• MILLENIUM : LES HOMMES QUI N'AIMAIENT PAS LES FEMMES

    Synopsis : Mikael Blomkvist, brillant journaliste d’investigation, est engagé par un des plus puissants industriels de Suède, Henrik Vanger, pour enquêter sur la disparition de sa nièce, Harriet, survenue des années auparavant. Vanger est convaincu qu’elle a été assassinée par un membre de sa propre famille. Lisbeth Salander, jeune femme rebelle mais enquêtrice exceptionnelle, est chargée de se renseigner sur Blomkvist, ce qui va finalement la conduire à travailler avec lui.

    De David Fincher avec Daniel Craig, Christopher Plummer et Rooney Mara

    Nouveauté

    Interdit au moins de 12 ans

    David Fincher murit ce projet depuis bien longtemps, bien avant le phénoménal succès du roman de Stieg Larsson et la sortie du film suédois. Alors sur Benjamin Button, il remet à plus tard la réalisation de Millenium et en confie l'adaptation à Steven Zaillan.

    Une fois le scénario modernisé et dynamisé, le cinéaste s'attache à soigner chaque plan, chaque séquence, sa photographie, sa réalisation.

    Dès l'hallucinant générique (sur un titre de Led Zeppelin et des images chocs), le ton est donné, l'ambiance est plantée, les tripes se nouent. On entre de plain-pied dans un monde troublé et troublant où vont s'entremêler les destins.

    On sent d'emblée que ce ne sera pas un thriller comme les autres, pas un simple suspense mais plutôt une oeuvre majeure exhaussée par l'incroyable personnalité et le style atypique du réalisateur qui s'avère devenir peu à peu un maître en la matière.

    Dans une atmosphère glaciale et oppressante (le tournage s'est déroulé dans un hiver suédois particulièrement froid), l'intrigue se déroule dans une spirale de violence et d'horreurs sans nom (la scène de viol est crue et ardue), captivante, envoûtante, viscérale, subversive, noire.

    Et malgré quelques longueurs dans la première demi-heure, on est tellement fascinés par la qualité de la réalisation magistrale et les  interprétations sublimes des deux acteurs principaux qu'on ne peut plus se décrocher un seul instant du film. Chaque seconde vous remplit tout à la fois d'angoisse (c'est souvent malsain tout de même) et de jubilation (techniquement c'est du grand art : la photographie est magnifique, les prises de vue sont hyper soignées et judicieusement mises en valeur, la lumière est savamment étudiée, les couleurs et les noirs et blancs sont remarquables, les paysages sont saisissants, les personnages sont superbement filmés).

    David Fincher a surtout l'intelligence de mener son récit avec profondeur et fluidité, avec un sens aigu du détail, et même si parfois il nous perd un peu dans les méandres de la généalogie de la famille Vanger, il donne tellement d'épaisseur et de complexité à ses personnages, de la dimension à son univers, et de la consistance à son histoire (on soupçonne toutefois quelques ellipses inévitables par rapport au roman - que je n'ai pas lu ... il faudrait !! - bien que l'ensemble soit, dit-on, assez fidèle, plus que la version suédoise) que son film en puise une prodigieuse intensité.
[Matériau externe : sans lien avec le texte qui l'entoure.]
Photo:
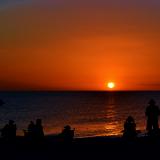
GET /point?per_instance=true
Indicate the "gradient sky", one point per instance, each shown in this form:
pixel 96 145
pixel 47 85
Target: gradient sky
pixel 79 44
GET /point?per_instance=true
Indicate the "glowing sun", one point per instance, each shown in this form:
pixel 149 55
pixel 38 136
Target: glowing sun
pixel 111 85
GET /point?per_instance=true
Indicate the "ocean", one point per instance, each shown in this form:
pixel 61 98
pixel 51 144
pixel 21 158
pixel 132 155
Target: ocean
pixel 90 113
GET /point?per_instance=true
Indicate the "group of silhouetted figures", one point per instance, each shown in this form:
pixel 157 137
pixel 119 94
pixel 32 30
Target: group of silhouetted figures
pixel 152 113
pixel 35 130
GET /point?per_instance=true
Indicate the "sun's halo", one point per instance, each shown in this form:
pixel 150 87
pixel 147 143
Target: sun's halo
pixel 111 85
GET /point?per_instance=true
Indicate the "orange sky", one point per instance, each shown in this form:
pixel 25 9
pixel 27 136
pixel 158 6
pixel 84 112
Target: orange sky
pixel 79 48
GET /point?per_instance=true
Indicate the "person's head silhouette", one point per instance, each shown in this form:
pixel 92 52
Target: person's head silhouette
pixel 152 102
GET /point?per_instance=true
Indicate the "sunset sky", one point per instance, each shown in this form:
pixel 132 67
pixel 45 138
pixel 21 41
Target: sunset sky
pixel 79 44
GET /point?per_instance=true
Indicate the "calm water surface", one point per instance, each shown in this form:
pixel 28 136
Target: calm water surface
pixel 90 113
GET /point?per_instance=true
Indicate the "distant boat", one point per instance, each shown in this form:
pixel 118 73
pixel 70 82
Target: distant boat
pixel 1 102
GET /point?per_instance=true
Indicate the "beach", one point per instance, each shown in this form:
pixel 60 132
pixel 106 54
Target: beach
pixel 81 148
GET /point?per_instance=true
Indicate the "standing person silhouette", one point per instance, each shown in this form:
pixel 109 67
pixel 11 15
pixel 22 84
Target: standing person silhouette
pixel 152 113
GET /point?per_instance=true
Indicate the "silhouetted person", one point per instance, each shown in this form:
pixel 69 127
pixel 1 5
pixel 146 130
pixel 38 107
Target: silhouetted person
pixel 1 102
pixel 152 113
pixel 9 130
pixel 39 129
pixel 129 128
pixel 30 132
pixel 67 134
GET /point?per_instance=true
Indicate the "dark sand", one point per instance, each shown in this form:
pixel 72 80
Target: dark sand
pixel 82 148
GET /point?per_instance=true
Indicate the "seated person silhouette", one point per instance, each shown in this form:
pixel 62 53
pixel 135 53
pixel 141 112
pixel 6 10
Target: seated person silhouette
pixel 152 113
pixel 9 130
pixel 129 128
pixel 39 134
pixel 67 134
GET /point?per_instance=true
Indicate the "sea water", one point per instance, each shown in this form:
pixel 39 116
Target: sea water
pixel 90 113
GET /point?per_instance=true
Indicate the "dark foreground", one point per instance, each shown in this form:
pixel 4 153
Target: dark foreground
pixel 84 148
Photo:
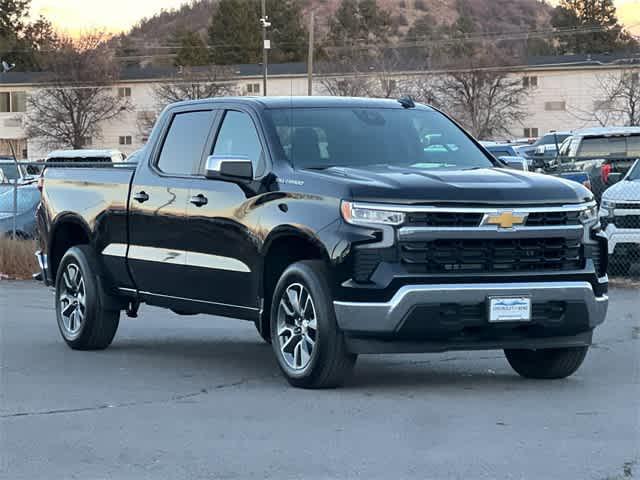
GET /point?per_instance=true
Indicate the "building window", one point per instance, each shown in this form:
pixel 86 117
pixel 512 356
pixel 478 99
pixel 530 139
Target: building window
pixel 18 101
pixel 602 105
pixel 555 106
pixel 5 102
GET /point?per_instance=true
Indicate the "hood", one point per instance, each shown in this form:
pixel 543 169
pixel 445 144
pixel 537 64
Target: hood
pixel 389 184
pixel 623 190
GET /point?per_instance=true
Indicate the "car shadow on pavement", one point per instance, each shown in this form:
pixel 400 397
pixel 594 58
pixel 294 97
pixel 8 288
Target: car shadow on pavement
pixel 253 359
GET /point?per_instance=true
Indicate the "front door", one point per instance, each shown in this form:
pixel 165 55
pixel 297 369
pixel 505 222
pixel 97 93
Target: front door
pixel 223 240
pixel 158 206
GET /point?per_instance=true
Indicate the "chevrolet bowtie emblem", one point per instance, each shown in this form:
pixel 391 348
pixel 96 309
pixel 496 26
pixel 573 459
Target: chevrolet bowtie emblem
pixel 505 219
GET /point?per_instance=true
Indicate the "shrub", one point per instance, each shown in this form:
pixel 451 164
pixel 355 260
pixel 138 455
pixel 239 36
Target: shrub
pixel 17 258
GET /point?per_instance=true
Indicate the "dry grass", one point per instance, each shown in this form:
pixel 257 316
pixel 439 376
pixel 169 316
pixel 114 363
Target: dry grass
pixel 16 259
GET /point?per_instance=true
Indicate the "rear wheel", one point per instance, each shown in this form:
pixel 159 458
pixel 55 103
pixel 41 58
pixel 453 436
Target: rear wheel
pixel 306 340
pixel 83 319
pixel 548 363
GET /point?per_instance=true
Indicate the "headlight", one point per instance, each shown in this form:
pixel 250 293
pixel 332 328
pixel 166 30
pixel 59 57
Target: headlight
pixel 590 214
pixel 608 205
pixel 361 215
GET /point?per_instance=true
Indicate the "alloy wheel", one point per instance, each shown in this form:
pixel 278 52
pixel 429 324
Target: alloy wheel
pixel 297 326
pixel 73 306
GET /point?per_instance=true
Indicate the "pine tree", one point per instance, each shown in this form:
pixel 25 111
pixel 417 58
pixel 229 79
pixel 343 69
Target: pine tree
pixel 193 50
pixel 19 39
pixel 234 33
pixel 236 36
pixel 359 22
pixel 589 15
pixel 288 34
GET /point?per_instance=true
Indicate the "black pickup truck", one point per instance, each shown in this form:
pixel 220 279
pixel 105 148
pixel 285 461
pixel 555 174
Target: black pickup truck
pixel 340 227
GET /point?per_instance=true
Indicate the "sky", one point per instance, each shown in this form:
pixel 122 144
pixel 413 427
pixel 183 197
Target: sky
pixel 74 16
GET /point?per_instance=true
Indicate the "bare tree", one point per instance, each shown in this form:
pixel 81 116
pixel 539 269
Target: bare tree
pixel 190 83
pixel 486 102
pixel 352 85
pixel 78 95
pixel 194 83
pixel 620 99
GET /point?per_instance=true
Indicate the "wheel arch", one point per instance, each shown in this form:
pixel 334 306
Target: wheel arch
pixel 68 230
pixel 282 248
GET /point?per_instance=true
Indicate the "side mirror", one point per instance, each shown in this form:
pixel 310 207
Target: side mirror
pixel 237 167
pixel 516 163
pixel 614 178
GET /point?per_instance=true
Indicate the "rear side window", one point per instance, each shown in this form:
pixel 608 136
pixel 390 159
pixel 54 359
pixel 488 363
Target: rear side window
pixel 603 147
pixel 185 141
pixel 238 136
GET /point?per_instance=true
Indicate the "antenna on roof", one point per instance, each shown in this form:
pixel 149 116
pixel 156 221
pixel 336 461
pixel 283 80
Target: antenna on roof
pixel 406 101
pixel 7 67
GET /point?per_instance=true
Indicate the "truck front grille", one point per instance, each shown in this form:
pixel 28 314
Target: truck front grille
pixel 627 221
pixel 473 219
pixel 492 255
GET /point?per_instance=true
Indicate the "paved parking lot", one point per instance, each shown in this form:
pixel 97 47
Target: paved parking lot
pixel 201 397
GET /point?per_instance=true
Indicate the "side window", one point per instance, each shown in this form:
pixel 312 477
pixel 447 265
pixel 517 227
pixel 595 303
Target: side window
pixel 184 144
pixel 238 136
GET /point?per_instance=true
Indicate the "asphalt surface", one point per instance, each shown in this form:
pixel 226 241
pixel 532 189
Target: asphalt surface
pixel 201 397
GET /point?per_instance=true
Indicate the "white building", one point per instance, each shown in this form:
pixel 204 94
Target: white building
pixel 562 92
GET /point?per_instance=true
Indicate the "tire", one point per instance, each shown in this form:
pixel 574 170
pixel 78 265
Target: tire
pixel 312 326
pixel 266 336
pixel 83 320
pixel 547 364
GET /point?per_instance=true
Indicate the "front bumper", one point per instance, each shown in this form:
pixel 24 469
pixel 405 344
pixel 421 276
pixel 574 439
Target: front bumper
pixel 621 236
pixel 415 312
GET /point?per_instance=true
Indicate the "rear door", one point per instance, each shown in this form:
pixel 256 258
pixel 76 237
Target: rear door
pixel 158 205
pixel 223 230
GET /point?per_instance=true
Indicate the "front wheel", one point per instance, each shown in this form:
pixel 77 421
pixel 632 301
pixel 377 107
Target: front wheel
pixel 308 344
pixel 83 319
pixel 547 363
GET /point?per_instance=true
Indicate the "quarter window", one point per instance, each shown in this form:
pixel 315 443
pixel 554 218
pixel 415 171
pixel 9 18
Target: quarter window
pixel 238 136
pixel 184 144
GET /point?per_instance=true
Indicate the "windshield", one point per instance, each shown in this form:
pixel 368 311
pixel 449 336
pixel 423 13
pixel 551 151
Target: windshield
pixel 634 174
pixel 28 198
pixel 359 137
pixel 10 171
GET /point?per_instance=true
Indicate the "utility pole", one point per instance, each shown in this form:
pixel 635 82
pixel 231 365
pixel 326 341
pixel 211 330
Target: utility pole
pixel 310 57
pixel 266 45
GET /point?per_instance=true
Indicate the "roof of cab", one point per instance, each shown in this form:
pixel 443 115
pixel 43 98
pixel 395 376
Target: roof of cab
pixel 84 153
pixel 309 102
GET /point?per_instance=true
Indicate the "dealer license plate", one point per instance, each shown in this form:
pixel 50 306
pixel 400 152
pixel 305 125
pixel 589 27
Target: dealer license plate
pixel 509 309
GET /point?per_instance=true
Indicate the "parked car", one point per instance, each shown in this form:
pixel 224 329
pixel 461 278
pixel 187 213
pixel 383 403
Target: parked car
pixel 620 219
pixel 339 226
pixel 111 156
pixel 599 152
pixel 28 197
pixel 547 145
pixel 500 149
pixel 13 172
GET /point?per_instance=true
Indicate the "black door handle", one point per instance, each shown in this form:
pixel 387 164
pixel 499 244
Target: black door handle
pixel 141 197
pixel 199 200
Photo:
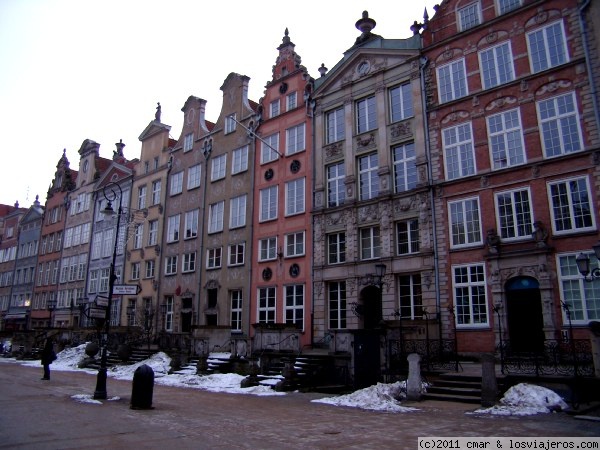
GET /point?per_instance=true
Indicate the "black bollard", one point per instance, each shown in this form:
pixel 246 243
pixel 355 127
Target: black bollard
pixel 143 387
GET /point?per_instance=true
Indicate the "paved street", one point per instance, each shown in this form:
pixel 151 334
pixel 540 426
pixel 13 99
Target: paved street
pixel 37 414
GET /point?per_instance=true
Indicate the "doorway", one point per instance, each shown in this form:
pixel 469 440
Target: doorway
pixel 524 314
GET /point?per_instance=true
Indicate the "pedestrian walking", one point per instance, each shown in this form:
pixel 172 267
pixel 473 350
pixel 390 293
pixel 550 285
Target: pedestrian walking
pixel 48 356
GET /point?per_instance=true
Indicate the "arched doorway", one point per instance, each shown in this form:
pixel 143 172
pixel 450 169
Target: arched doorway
pixel 524 314
pixel 367 340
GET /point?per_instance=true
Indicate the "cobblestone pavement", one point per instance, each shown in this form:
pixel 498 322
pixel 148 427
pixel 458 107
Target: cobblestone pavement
pixel 36 414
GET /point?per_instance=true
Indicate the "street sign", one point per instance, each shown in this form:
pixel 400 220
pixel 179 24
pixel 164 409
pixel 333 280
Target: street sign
pixel 97 313
pixel 126 289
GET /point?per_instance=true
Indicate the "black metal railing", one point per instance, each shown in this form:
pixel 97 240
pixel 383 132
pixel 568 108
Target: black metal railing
pixel 436 354
pixel 554 357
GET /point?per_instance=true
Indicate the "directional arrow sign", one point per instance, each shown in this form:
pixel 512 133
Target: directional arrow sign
pixel 126 289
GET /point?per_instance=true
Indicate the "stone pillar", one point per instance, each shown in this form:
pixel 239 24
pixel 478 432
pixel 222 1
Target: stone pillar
pixel 489 386
pixel 595 339
pixel 413 384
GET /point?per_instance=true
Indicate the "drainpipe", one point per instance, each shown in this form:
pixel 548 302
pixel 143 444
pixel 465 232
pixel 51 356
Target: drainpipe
pixel 423 62
pixel 586 50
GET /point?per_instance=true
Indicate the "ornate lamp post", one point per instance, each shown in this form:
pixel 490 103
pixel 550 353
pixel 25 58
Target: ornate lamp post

    Travaillant en permanence sur l'antinomie des deux héros, le journaliste Mikael, pragmatique et rigoureux, évoluant dans un monde épuré et immaculé tandis que Lisbeth, la jeune hackeuse gothique, asociale, inconstante et tourmentée, se meut dans un monde sombre et ténébreux, entre génie et folie, David Fincher s'appuie sur leurs complexités, leurs contradictions et leurs paradoxes, jusqu'à les entremêler en quelques scènes sensuelles et émouvantes (certains face-à-face finaux sont poignants).

    Il maîtrise de bout en bout son film en lui offrant qui plus est un casting de choix.

    Daniel Craig trouve ici à mon sens un de ses meilleurs rôles (je ne l'aime pas trop en James Bond, il a eu surtout du mal à trouver grâce à mes yeux après Pierce Brosnan), nuance merveilleusement son jeu, ses regards bleu acier vous transpercent et il a un indéniable charisme. Toutefois, il est presque effacé derrière la performance de Rooney Mara, une presque inconnue (mais il était nécessaire de ne pas marquer le rôle par une actrice plus célèbre), qui crève l'écran. Elle délivre une prestation extraordinaire, elle est tout simplement sensationnelle.

    Le format est long (plus de 2 h 30) mais on ne voit pas le temps passer tant l’œuvre est magistrale, cinglante, scotchante. Elle laisse en tout cas un malaise persistant, un goût âcre et métallique dans la bouche, et elle vous entêtera longtemps. Elle m'a donné en tout cas l'envie de lire la trilogie.